Friday, June 14, 2013

An Introduction

6-14-13

The date today as such a ring to it. It reminds of the grade school days of making my locker combination my daily mantra as to not forget it. I remember sitting in class and thinking how important these three numbers in that sequence were. Those numbers held my day to day life in it, my books, my backpack, my cellphone; which at the time could be mistaken for the foundation of a soon to be colonial style house, but most importantly these numbers let me stand and watch the cutest guy every day. Fate would have it that the closeted awkward gay 8th grader be placed almost too fortuitously next to the overly muscular and sexy guy, for his age, I knew. 
I could feel the icy stares of the girls in our grade, they were jealous that I got placed to him, it wasn't like I asked for that to happen, or that I asked to be a sexual minority. That's just the way life was. Every day at least 4 times a day I got to dote on the then man of my dreams.

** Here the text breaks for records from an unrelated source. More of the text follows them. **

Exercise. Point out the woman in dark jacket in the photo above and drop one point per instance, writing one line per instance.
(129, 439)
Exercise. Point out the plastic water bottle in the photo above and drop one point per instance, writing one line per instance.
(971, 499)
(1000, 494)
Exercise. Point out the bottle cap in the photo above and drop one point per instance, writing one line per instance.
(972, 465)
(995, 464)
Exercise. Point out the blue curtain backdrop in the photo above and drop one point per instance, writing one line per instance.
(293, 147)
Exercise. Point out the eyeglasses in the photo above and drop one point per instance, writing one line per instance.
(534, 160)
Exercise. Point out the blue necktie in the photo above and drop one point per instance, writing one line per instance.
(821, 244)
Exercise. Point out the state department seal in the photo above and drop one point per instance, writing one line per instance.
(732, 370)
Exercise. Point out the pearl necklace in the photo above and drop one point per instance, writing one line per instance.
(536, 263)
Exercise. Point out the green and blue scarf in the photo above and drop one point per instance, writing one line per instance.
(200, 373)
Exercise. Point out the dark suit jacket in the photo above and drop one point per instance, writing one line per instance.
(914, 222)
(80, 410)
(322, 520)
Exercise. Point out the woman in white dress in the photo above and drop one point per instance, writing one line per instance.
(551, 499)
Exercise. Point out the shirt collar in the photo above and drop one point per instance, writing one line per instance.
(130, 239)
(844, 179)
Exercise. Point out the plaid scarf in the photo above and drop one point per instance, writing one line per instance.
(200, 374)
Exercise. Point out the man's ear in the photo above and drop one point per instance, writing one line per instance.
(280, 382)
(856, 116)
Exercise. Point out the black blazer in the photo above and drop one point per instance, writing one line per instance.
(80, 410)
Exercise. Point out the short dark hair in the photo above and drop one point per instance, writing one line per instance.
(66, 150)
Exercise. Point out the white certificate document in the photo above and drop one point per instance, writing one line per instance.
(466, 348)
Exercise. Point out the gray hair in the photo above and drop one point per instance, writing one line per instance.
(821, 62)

My Name is Scott Mitchell. I am 18 and I am not a writer.

I decided to make this blog to catalogue my emotions since I can't in my mind. I think having a place to release my fears and angers will do me good. I have a chronic depression that somedays controls my life, and others it just sits on the sidelines. I have a poor body image, and somedays I don't eat. My mother insistently ask if I'm eating enough. I tell her "Of course I am Mom, I'm a growing boy." My parents are divorced, by my hand, I think thats when my depression started, because after then I never knew what was real happiness. The days are blurred and blended, I couldn't tell you what happened earlier this week let alone last week or the week before. I smoke, I drink, I do everything they tell you not to do as a young child. A glimpse into my not so perfect life is what everyone needs.

I'll be sure to post more and more later, this is going to be a mix-mash of poems, prose, and heartfelt fuck you's to the people that have screwed me up, and made me the monster I am today.